Pope Francis presents a gift to the president of North Macedonia. (Vatican Media)
Pope Francis presents a gift to the president of North Macedonia. (Vatican Media)
Print on canvas depicting Mother Teresa, realized by the Vatican Typography. Gift offered to the President of the Republic. The portrait was realized to raise funds for the
charitable activities of Mother Teresa by Moede Jansen (Osnabruck 1921-), painter, portraint artist and designer, who decided to donate the portrait of the saint to the Vatican Library, along with an important group of drawings by her hand, which probably constitute the most important component of her artistic activity. The print on canvas is a reproduction by the Vatican Typography, produced for the Apostolic Trip to North Macedonia.
Majolica of Madonna with child. Gift offered to the Sisters of Mother Teresa. This elegantly-produced majolica basrelief was made by the master potters of Impruneta in the Chianti region, following the styles typical of traditional representations of the so-called “Madonnas of the Davanzale”, or window-sill, a model that has formed part of the classic production of the Florentine area since the 16th century.
In this area of Tuscany, the use of clay for the creation of artistic artefacts dates back to the year 1000, when production of terracotta objects for building purposes began to develop industrially on the clay soil hills around one of the most important and probably oldest Marian shrines in Italy.
Soon the artistic furnishing items were joined by devotional plaques such as this one, which were incorporated in the walls of houses, to protect their inhabitants.
This devotional plaque in majolica has, however, a very particular and interesting iconography, not only because the Virgin Mary shows the Child as the “way of salvation”, but because that crown of fruit that frames the entire representation underlines the certainty, rather than the hope, of the continuous rediscovery of life through Christ which, to cite Revelation, is the “beginning and the end” of all things (22, 13-21).
Pope Francis presents a gift to the Sisters of Mother Teresa. (Vatican Media)
Pope Francis presents a gift to the Sisters of Mother Teresa. (Vatican Media)

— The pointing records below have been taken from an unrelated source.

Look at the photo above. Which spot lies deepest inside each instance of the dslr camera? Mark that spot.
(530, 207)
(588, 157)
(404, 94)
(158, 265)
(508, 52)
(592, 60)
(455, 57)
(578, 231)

Bronze: “Bud of Peace”. Gift offered to the Bishop’s Residence. This elegant bronze panel, entitled “Bud of peace”, is a sketch for a monumental door to be erected in a church dedicated to St. Francis.
On closer inspection, in fact, the triple line of praying figures positioned inside the so-called “mandorla” are none other than Franciscan nuns and friars in a prayerful attitude, facing the heraldic
symbol of Franciscanism itself, represented above inside a shining star: or rather, that “conformity” in which the arm of Christ appears crossed with the arm sleeved in the brown habit of St. Francis, with the cross in the background and with both hands showing the stigmata.
The symbol of “conformity”, representing that inseparable “pact” between St. Francis and Christ the Saviour, appeared for the first time in the Basilica of Assisi around 1490, during the generalate of Francesco Sansone, although without the Cross. The latter appeared instead in the Franciscan coat of arms only in 1513, when Fra Bartolomeo da Pisa’s famous treatise De conformitate vitae Beati Francisci ad vitam Domini Jesu Christi was published.